Haziran 2014’te bir okulda meydana gelen bir silahlı saldırı ardından Başkan Obama bir kez daha sıkı silah kontrolünden yana konuştu ve şöyle söyledi; “Bunun olduğu tek gelişmiş ülkeyiz. Üstelik bu her hafta oluyor” [1]
Gerçekten silah kontrolü için başlatılan bir grup olan Everytown for Gun Safety’ye göre 2009 ila 2014 Temmuzu arasındaki yaklaşık 6 yıllık bir dönem içinde Birleşik Devletler çapında 36 eyalette 110 silahlı saldırı gerçekleşti. Bu istatistik, kitlesel silahlı saldırı olmaksızın üç aydan fazla süre geçmediği anlamına geliyor. Tabi ki bu rakamlar son derece ürkütücü ve durumun ciddiyetini gösterirken, planlı bir çaba ortaya konulmasının gerekliliğini de anlatıyor.
Bu çabalar arasında Başkan Obama’nın emriyle ateşli silahlar ve mühimmat yönetmeliğindeki değişiklik ile okul güvenliğine odaklanan bir dizi idari tedbir bulunuyor.[2] Okul görevlilerinin eğitim bunlardan biri. Bu arada bu tip bir olayda devreye sokulan okul güvenlik planlaması kapsamında olağan tecrit tatbikatları yapılıyor. Bu tatbikatlar sırasında öğretmenler sınıflarının daha güvenli olmasını sağlama gayretiyle bir rutin uyguluyorlar. Dünyanın başka bir yerinde bu tip tatbikatlar okul çocuklarına son derece yabancı iken, Amerikalı çocuklar için ise gerekli görünüyor.
Bununla birlikte yukarıda bahsedilen tipte önlemler ve çözümler bazı derin soruları ortaya çıkarıyor. Öncelikle bunlar sanıldığı gibi etkili ve kurtarıcı çözümler mi?
Everytown For Gun Safety Action Fund’a göre bu tip kitle katliamlarının tekrarlanmasını önlemenin en etkili yolu daha başında insanların silahlara erişimini kısıtlamak. Çabaların özellikle silah kontrolüyle ilgili yeni yasalar üzerinde yoğunlaşmasının nedeni de bu. Saldırganların yüzde 42’sinin ya yerel bağımlı, suçlu ya da federal yasalara göre silah sahibi olmaları yasaklanan kişiler olduğu düşünüldüğünde, silah kontrolü insanların toplum içinde kendilerini daha güvende hissetmeleri ve çocuklarını gönül rahatlığıyla okula göndermeleri açısından dikkate değer bir önlem olabilir.
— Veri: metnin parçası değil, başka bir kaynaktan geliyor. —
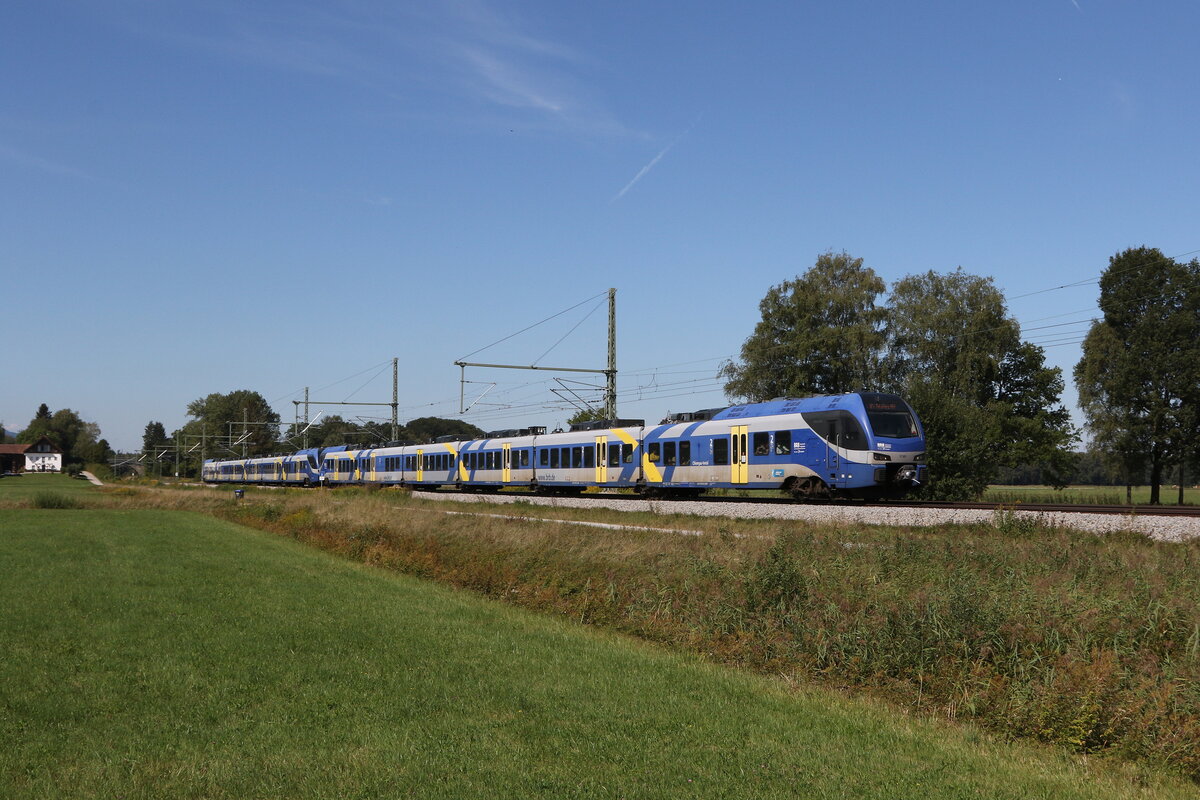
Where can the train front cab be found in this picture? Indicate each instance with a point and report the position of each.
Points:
(868, 445)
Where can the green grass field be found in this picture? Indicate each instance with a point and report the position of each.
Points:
(156, 654)
(25, 487)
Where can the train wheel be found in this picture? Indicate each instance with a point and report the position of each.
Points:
(809, 488)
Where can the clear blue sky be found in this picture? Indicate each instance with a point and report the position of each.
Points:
(201, 197)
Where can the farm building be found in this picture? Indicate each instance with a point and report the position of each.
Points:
(42, 456)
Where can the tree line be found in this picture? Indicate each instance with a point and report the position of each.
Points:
(947, 343)
(76, 438)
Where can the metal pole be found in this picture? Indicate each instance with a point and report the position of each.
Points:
(610, 401)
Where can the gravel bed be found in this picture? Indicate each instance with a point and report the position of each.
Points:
(1171, 529)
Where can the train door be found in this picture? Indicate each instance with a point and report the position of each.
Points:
(833, 461)
(601, 459)
(738, 455)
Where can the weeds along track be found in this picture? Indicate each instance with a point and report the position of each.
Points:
(1163, 528)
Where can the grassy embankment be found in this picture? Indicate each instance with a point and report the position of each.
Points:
(1063, 637)
(148, 654)
(1087, 494)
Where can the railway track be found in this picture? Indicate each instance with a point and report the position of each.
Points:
(1056, 507)
(1043, 507)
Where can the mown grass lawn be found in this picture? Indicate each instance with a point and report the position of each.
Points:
(155, 654)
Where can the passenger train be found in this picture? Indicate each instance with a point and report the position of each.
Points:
(864, 445)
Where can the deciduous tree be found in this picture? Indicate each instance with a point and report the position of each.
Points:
(821, 332)
(985, 397)
(240, 421)
(1139, 379)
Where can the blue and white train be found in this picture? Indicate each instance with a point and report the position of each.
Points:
(863, 444)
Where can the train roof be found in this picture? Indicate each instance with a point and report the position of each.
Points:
(792, 405)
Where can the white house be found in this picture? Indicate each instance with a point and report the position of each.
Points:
(42, 456)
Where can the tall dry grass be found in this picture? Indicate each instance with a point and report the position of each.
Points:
(1092, 643)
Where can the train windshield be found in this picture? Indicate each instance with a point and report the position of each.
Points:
(891, 417)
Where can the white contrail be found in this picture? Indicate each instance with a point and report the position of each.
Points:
(653, 161)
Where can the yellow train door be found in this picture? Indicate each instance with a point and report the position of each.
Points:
(601, 461)
(739, 458)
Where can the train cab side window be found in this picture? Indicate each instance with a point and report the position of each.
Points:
(720, 450)
(838, 427)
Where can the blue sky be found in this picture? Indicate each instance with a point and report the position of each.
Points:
(201, 197)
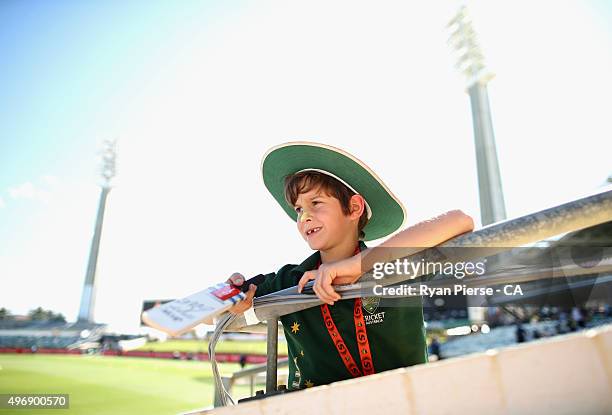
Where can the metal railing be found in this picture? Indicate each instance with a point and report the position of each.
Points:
(578, 214)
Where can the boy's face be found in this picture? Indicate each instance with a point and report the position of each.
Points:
(321, 221)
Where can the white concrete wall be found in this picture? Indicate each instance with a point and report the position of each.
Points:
(569, 374)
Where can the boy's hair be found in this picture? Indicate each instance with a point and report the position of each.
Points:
(302, 182)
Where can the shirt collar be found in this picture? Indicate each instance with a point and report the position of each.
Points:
(311, 262)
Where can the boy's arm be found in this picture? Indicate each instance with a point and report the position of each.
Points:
(425, 234)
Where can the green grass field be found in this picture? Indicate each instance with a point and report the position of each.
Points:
(113, 385)
(227, 346)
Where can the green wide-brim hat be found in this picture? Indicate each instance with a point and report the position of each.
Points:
(386, 212)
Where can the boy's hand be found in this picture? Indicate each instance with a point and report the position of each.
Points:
(237, 280)
(346, 271)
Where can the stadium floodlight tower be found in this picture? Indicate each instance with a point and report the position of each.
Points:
(470, 62)
(89, 288)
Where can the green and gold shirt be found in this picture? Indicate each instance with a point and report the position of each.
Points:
(395, 329)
Bununla birlikte silah kontrolünün problemin özüne yönelmede eksik kalan, kısa vadeli bir tedbir olacağını da aklımızdan çıkarmamalıyız.
Kitlesel silahlı saldırı faillerinin tümü çoğunlukla içinde yıkıcı davranışlar sergileyen ya da en azından sağlıklı davranıştan mahrum rol-modellerin bulunduğu ortamlarda yetiştirilen bireyler. Örnek alınacak, iyi rol-modellerin bulunmadığı durumda bu kişiler kötülüğe karşı çıkmada zayıf kalıyorlar ve olumsuz davranışlar sergileme eğiliminde oluyorlar. İşte bu nedenle kitle katliamlarına karşı tedbirler alırken, potansiyel failler tarafından örnek alınan bu negatif rol-modellerini göz önünde bulundurmamak hata olacaktır.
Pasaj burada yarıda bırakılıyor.